Stocks fell Tuesday, as the government reported a drop in U.S. consumer spending in June and crude oil prices surged again before pulling back slightly.
At the close of trading, the Dow Jones industrial average was down 60 points, or 0.6 percent, while the broader Standard & Poor’s 500-stock index was down 7 points, or 0.6 percent. The technology-rich Nasdaq composite index ended down 33 points, or 1.7 percent.
Stocks have been trading in a narrow range in recent weeks as investors worried about the impact of rising interest rates and energy prices, both of which could dampen the consumer activity which accounts for two-thirds of the U.S. economy. Concerns about the war in Iraq have also undercut investor confidence.
Still, investors on Monday shrugged off terror threats against America’s financial institutions and sent the Dow up for the fifth consecutive day — the first such stretch of gains since late November.
But more negative economic news Tuesday reversed that advance, and crude oil futures prices briefly topped $44 a barrel in the morning, suggesting that consumers — and businesses — could face even higher fuel costs in coming months.

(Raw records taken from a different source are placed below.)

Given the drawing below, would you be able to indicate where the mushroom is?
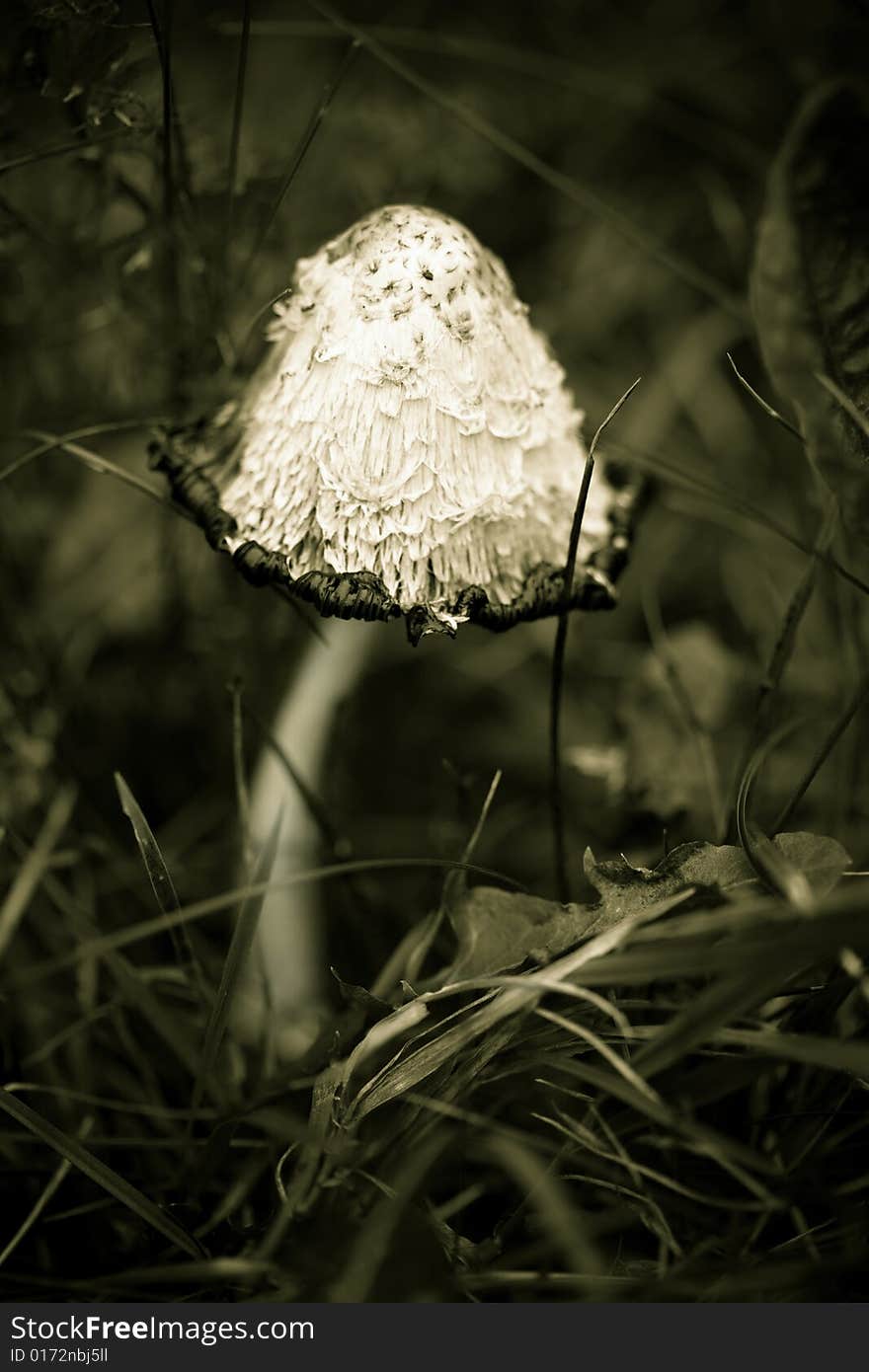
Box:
[155,206,633,644]
[154,206,636,1036]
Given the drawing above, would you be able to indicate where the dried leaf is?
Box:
[585,833,851,922]
[752,82,869,536]
[444,886,595,981]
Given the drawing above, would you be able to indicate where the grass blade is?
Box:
[0,786,75,956]
[0,1087,207,1258]
[191,810,282,1110]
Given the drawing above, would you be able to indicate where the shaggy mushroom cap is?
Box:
[152,206,633,638]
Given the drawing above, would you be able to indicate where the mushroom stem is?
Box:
[235,619,377,1055]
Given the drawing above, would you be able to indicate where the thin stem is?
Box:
[224,0,253,260]
[307,0,749,323]
[549,453,594,904]
[238,38,359,288]
[773,675,869,834]
[549,377,641,904]
[726,352,803,443]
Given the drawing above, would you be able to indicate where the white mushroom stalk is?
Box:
[154,206,636,1028]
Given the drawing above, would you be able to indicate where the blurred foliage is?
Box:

“[Oil] is built into the price of everything,” said Barry Berman, head trader for Robert W. Baird & Co. in Milwaukee. As a result, it could raise the cost of products, which is inflationary, and cut into earnings, he said. “It’s that basic ... that far-reaching.”
Light crude for September delivery held under $44 a barrel in afternoon trading on the New York Mercantile Exchange, after rising as high as $44.24 earlier in the day. Monday’s closing level of $43.82 a barrel was the highest closing price since U.S. light crude futures began trading on Nymex in 1983.

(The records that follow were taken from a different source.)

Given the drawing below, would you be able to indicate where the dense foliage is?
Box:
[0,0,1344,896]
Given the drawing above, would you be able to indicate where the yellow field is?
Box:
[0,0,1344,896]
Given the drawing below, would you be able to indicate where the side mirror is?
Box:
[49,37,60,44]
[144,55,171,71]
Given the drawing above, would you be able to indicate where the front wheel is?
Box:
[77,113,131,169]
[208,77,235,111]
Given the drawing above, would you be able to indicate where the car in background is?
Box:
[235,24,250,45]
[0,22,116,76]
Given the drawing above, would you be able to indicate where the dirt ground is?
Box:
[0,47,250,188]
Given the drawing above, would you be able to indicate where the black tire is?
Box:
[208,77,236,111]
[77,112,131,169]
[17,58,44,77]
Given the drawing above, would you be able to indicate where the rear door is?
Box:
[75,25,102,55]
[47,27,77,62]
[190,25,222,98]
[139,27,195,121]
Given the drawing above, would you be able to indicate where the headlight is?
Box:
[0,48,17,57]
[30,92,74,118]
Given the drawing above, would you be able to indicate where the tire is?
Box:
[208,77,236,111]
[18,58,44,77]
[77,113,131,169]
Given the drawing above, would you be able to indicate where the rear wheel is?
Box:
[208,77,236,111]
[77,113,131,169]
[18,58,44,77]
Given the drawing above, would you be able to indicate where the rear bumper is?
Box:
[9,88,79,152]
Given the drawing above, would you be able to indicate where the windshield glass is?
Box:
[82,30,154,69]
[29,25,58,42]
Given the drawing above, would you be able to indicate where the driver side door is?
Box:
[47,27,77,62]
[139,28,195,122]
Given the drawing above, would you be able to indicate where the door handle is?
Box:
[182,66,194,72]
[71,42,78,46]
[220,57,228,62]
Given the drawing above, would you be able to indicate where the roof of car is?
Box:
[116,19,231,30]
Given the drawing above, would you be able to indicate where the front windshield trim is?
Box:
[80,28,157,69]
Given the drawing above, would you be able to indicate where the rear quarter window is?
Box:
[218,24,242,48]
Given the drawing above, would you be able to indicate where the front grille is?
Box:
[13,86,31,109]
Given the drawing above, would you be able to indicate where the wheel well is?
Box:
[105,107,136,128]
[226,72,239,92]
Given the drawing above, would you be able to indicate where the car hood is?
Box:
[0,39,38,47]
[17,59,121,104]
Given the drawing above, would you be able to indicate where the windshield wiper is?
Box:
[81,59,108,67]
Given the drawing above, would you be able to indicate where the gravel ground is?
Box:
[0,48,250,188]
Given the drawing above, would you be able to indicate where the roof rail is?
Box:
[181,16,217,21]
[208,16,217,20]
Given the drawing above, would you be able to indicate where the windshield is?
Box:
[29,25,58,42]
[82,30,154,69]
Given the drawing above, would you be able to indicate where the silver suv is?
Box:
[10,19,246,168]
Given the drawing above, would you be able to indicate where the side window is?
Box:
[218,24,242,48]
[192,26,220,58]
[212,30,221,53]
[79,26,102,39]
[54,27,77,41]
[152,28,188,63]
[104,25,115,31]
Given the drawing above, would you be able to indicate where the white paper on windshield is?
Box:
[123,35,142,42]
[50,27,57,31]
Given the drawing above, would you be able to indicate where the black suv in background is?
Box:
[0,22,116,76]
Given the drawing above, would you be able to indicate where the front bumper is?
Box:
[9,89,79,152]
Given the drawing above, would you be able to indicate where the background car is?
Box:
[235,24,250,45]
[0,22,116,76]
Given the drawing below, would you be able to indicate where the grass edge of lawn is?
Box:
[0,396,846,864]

Earlier, the Commerce Department reported that consumers in June slashed their spending by the largest amount in three years, reinforcing other recent indications the economic recovery slowed at the end of the second quarter.
The report said consumer spending dropped by a sharp 0.7 percent in June from the previous month. In May, consumers had ratcheted up spending a strong 1 percent. Americans’ incomes rose 0.2 percent in June, weaker than the 0.6 percent increase the month before. Both numbers were weaker than analysts had expected.
Richard E. Cripps, chief market strategist for Legg Mason in Baltimore, said the market’s modest decline bodes well.
“The market is indicating that the selling we had in July has pretty much run its course; it was a pretty vicious month,” he said. “If we can get oil prices down a buck or two, we’ll see a nice market gain.”
Shares in Martha Stewart Living Omnimedia Inc. was down 28 cents at $11.12 after the company — still struggling with the personal legal woes of its founder and former chairman — posted a wider loss than Wall Street expected in the second quarter. It also warned of bigger-than-expected losses in the third quarter. Martha Stewart Living posted a loss of $19.29 million, or 39 cents per share, in the three months ended June 30 in contrast to a profit of $931,000, or 2 cents per share, a year earlier.
Conglomerate Tyco International Ltd. was up 59 cents at $31.83 after the company said third-quarter profits surged 63 percent due to sharply lower production costs and double-digit revenue growth.
Moody’s Corp. was down 88 cents at $69.06 after Morgan Stanley downgraded the rating agency’s shares to “equal weight” from “overweight.”
Declining shares outnumber advancing issues by a narrow margin on the New York Stock Exchange, but by an almost 2-to-1 ratio on the Nasdaq stock market. NYSE volume came to 535.8 million shares compared with 497.2 million shares at the same time on Monday.
Overseas, Japan’s Nikkei stock average dropped 0.7 percent, Britain’s FTSE 100 rose 0.3 percent, and France’s CAC-40 rose 0.8 percent. Germany’s DAX index was up 0.4 percent.